The pumpkin, butternut and acorn squash seeds I saved from last year did sprout and grow this year. Our daughter was also keen to save and plant some seeds from a grocery store cantaloupe (cantaloupe being her favourite fruit). For the learning opportunity, we grew what is definitely not an organic plant. She helped to plant, tend, transplant and tend some more until she was able to pick her very own cantaloupe. The melon was much smaller than its grocery store prodigy, but it definitely looked and tasted like a cantaloupe.
Purchased Organic Seedlings
Where growing from seed is not an option, or very difficult (i.e., herbs), gardeners can plant certified organic seedlings. My basil seeds did not sprout this year. I was anxious to find some organic basil for our garden. Dad Harrold found some at Sheridan Nurseries and brought them home as a pleasant surprise for me. I like to grow basil next to the tomatoes to repel some of the tomatoes’ insect pests. We also like to eat the basil as pesto, in a fresh tomato salad or with pasta. Needless to say, I really wanted to find some organic basil plants to compensate my seedling failure.

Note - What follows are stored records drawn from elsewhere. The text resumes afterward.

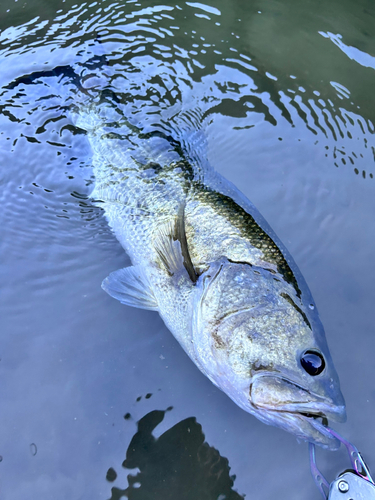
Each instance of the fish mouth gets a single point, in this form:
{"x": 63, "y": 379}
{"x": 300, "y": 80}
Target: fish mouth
{"x": 281, "y": 402}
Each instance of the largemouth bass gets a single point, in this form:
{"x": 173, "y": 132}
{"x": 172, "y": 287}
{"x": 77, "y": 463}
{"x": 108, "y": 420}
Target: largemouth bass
{"x": 221, "y": 280}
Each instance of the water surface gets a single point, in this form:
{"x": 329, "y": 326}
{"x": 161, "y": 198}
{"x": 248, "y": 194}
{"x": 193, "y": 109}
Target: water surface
{"x": 283, "y": 92}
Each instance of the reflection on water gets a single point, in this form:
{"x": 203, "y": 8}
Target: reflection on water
{"x": 282, "y": 92}
{"x": 177, "y": 464}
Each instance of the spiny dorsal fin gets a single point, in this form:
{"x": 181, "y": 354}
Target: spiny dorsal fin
{"x": 130, "y": 287}
{"x": 172, "y": 247}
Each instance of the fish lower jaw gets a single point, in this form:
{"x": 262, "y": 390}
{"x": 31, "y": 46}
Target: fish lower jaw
{"x": 307, "y": 426}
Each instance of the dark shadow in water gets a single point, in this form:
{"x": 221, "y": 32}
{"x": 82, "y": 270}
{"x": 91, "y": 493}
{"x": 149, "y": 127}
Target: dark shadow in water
{"x": 177, "y": 465}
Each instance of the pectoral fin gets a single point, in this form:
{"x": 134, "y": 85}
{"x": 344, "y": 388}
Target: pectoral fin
{"x": 172, "y": 247}
{"x": 130, "y": 287}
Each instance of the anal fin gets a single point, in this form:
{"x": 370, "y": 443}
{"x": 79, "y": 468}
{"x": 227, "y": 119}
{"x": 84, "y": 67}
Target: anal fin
{"x": 129, "y": 286}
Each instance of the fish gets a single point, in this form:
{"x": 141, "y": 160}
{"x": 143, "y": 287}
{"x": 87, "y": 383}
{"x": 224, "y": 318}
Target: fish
{"x": 206, "y": 260}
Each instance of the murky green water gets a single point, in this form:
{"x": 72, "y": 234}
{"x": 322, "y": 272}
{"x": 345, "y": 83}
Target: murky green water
{"x": 284, "y": 93}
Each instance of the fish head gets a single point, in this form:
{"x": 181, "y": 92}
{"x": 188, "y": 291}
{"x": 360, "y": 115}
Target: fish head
{"x": 258, "y": 342}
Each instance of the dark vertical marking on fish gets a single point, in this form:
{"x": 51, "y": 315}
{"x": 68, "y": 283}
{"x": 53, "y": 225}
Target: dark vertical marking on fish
{"x": 181, "y": 237}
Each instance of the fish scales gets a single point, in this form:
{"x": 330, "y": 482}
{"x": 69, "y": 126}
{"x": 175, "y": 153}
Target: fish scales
{"x": 225, "y": 286}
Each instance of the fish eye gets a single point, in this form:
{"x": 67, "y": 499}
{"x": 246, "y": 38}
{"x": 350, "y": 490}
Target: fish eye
{"x": 312, "y": 362}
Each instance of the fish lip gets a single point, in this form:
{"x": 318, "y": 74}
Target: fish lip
{"x": 303, "y": 419}
{"x": 327, "y": 408}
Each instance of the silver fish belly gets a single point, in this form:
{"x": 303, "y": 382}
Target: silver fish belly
{"x": 225, "y": 286}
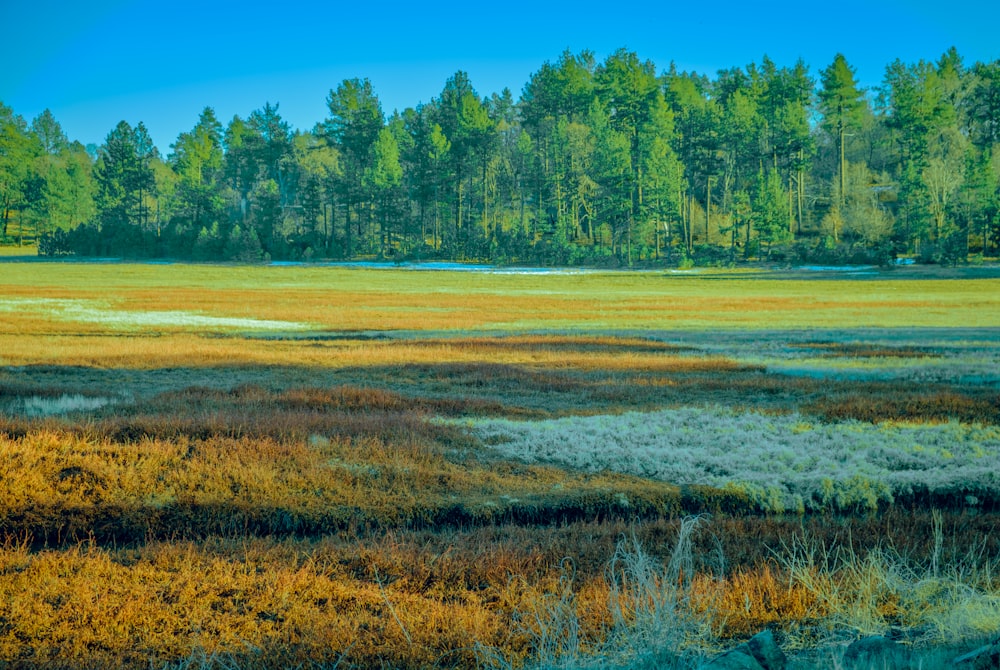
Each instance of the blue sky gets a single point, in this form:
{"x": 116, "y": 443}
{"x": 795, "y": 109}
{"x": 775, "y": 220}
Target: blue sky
{"x": 96, "y": 63}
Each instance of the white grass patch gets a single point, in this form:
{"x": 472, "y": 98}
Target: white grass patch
{"x": 104, "y": 313}
{"x": 788, "y": 462}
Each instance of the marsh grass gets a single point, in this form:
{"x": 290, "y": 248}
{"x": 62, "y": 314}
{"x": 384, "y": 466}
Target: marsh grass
{"x": 313, "y": 498}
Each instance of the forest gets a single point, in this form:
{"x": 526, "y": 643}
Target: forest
{"x": 602, "y": 163}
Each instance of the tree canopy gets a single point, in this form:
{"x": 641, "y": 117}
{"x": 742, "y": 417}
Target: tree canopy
{"x": 602, "y": 162}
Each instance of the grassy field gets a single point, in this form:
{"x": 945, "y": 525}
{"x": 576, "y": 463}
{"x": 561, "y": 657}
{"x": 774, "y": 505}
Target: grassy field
{"x": 223, "y": 466}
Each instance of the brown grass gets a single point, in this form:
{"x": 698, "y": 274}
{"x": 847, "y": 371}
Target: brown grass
{"x": 282, "y": 502}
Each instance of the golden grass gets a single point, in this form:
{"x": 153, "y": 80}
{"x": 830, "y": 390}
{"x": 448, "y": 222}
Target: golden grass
{"x": 352, "y": 300}
{"x": 284, "y": 502}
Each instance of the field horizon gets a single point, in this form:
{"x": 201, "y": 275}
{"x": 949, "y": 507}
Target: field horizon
{"x": 264, "y": 466}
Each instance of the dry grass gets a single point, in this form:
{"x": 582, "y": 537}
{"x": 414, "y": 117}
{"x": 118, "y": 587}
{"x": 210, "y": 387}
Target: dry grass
{"x": 276, "y": 499}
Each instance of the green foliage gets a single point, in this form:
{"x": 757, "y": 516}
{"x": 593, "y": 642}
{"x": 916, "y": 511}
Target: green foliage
{"x": 596, "y": 163}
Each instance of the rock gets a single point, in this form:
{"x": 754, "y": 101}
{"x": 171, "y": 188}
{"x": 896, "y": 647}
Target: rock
{"x": 766, "y": 651}
{"x": 760, "y": 652}
{"x": 986, "y": 657}
{"x": 734, "y": 659}
{"x": 876, "y": 652}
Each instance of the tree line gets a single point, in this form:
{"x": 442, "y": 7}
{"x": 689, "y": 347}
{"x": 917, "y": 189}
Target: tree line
{"x": 605, "y": 163}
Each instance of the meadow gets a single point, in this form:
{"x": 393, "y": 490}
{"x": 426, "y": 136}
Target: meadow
{"x": 211, "y": 466}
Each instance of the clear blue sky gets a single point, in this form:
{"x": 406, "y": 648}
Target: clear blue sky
{"x": 98, "y": 62}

Finding organic seedlings can take more searching out than finding organic seeds. The vast majority of seedlings bought from a nursery, unless labelled organic, are sure to have been treated with some form of synthetic pesticides, fungicides, herbicides or fertilizers. Among these treatments are the neonicotinoids; a persistent insecticide that inhibits the ability of bees and other pollinators to navigate, feed or reproduce and increases their susceptibility to diseases. We do not want to grow such plants in our garden and will forgo planting a vegetable, choosing instead to purchase from a local market, if we cannot find an organic source to plant.
If you are what you eat, then we want to feed our family the freshest, healthiest, and most ecologically viable food. The best way to ensure that is to grow it ourselves.